As ever, it’s the weekend, and I’m sitting at the coffee shop. The Burly Pest is not here. It’s 67 degrees outside, and it’s a damn sin for me to be here at all; I should be in the backyard stringing Christmas lights in my shorts. But I have to work. By Tuesday I have to write three Quirks, one Newhouse, finish a 3000 word piece for a magazine, and if I have the chance, do this. I can’t work at the office, obviously – staring at Windows in the middle of a row cubicles in the middle of the room feels like a pillow has been pressed over my face. Gently, not Othello-strength pressing, but enough. I can work at home, but not on the weekend during the daylight hours. I will have to wait until everyone goes to bed, and then I’ll sit at the kitchen table and finish everything. I get a lot done here.
Later. Okay, did two of them. I still have the nagging idea I need to write three more this weekend, just so I have breathing room during the Lurid Rash of Interviews. (Almost 30 spread over two days. Thirty! Sweet Holy Gherkin, whatever will I say?)
Weekend so far: fine. Watched “The Color of Money,” since I’d just seen “The Hustler.” Didn’t age as well as I thought. Oh, you can get past Paul Newman’s 80s duds and smoked aviator glasses, and Tom Cruise’s hair – on loan from Ray Luca – but it just feels like another example from Scorcese’s Trying Very Hard period. Also, it’s nine hours long. But still! Tom Cruise is very convincing as a cocky, large-toothed lunatic. Almost as if he was born to play the role.

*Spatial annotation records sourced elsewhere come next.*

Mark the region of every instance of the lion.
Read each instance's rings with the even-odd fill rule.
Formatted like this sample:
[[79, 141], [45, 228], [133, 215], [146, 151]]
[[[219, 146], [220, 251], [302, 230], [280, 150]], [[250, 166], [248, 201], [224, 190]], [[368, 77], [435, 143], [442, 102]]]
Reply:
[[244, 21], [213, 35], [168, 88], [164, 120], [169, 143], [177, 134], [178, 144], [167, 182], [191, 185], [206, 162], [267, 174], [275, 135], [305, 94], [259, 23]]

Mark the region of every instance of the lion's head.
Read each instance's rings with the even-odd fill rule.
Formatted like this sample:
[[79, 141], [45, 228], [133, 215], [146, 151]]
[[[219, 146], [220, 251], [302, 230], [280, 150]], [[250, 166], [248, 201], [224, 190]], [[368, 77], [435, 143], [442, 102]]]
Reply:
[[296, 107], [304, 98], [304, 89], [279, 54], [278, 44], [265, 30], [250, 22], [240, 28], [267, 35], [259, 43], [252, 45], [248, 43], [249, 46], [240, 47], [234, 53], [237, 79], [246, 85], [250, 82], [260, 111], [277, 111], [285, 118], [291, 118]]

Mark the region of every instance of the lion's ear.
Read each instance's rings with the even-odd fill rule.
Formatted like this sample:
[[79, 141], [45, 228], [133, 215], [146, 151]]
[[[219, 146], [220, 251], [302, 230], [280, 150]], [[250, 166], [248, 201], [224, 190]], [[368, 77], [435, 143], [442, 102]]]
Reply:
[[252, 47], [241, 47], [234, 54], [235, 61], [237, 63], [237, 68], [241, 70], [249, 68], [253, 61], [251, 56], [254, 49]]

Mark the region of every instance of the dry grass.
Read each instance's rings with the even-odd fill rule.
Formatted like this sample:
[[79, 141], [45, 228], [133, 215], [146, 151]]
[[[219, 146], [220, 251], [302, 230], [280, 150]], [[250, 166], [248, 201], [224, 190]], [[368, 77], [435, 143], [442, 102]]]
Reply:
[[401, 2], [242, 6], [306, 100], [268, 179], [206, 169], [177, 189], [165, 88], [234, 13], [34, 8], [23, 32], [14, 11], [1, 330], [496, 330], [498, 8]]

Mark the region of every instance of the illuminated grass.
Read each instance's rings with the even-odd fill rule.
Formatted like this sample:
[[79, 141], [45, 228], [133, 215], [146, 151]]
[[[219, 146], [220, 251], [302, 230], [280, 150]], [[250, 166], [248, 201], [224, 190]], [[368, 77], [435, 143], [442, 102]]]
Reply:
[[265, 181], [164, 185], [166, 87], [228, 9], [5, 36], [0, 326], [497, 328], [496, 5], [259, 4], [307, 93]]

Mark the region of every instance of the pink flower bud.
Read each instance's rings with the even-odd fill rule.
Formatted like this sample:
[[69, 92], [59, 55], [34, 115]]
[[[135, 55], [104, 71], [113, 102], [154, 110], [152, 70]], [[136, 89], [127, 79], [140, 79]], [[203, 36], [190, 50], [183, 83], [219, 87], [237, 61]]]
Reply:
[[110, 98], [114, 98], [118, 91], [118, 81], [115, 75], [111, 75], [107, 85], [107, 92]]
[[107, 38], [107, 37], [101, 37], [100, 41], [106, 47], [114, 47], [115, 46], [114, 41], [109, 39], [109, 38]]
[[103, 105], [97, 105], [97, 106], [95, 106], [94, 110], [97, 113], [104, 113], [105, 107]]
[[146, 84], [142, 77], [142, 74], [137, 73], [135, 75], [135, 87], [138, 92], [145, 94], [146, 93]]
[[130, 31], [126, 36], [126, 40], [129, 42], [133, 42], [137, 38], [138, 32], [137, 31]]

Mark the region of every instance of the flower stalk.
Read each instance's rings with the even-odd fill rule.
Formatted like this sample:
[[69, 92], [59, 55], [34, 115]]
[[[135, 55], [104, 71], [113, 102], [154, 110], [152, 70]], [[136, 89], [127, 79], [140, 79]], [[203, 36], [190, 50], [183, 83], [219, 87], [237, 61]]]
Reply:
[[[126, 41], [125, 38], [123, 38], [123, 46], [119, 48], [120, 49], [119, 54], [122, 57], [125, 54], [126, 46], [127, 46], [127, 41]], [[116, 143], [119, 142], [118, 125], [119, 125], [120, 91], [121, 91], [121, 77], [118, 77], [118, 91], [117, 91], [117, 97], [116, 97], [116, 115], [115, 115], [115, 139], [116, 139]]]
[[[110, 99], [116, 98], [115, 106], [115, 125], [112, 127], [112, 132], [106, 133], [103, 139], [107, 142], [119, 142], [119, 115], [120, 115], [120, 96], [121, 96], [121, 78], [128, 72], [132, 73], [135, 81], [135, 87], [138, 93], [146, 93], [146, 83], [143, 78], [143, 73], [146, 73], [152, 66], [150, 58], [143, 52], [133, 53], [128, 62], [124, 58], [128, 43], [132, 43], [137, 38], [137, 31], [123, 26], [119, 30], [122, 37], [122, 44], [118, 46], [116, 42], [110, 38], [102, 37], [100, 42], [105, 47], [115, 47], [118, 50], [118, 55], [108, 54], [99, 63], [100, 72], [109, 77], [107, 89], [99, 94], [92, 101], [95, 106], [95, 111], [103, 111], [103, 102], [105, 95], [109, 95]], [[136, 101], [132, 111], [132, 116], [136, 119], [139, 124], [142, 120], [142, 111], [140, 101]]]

Other than that, naught but work. Oh, I put in some more lights in the backyard. That’s enough. Any more and planes will land. Or aliens, and then I’ll have to run outside with the Casio and do that whole name-that-tune thing with the spacecraft. But that’s it. So I’ll end now by warning you that things will be thin around here for a few days. Tomorrow: Joe Ohio update, and the promo site for the new book. Today: the daily column, of course, and a matchbook. Wednesday: a report on the first two dozen interviews. Oh – I’ll post a list Tuesday morning, in case I happen to be yammering in a market near you. See you tomorrow.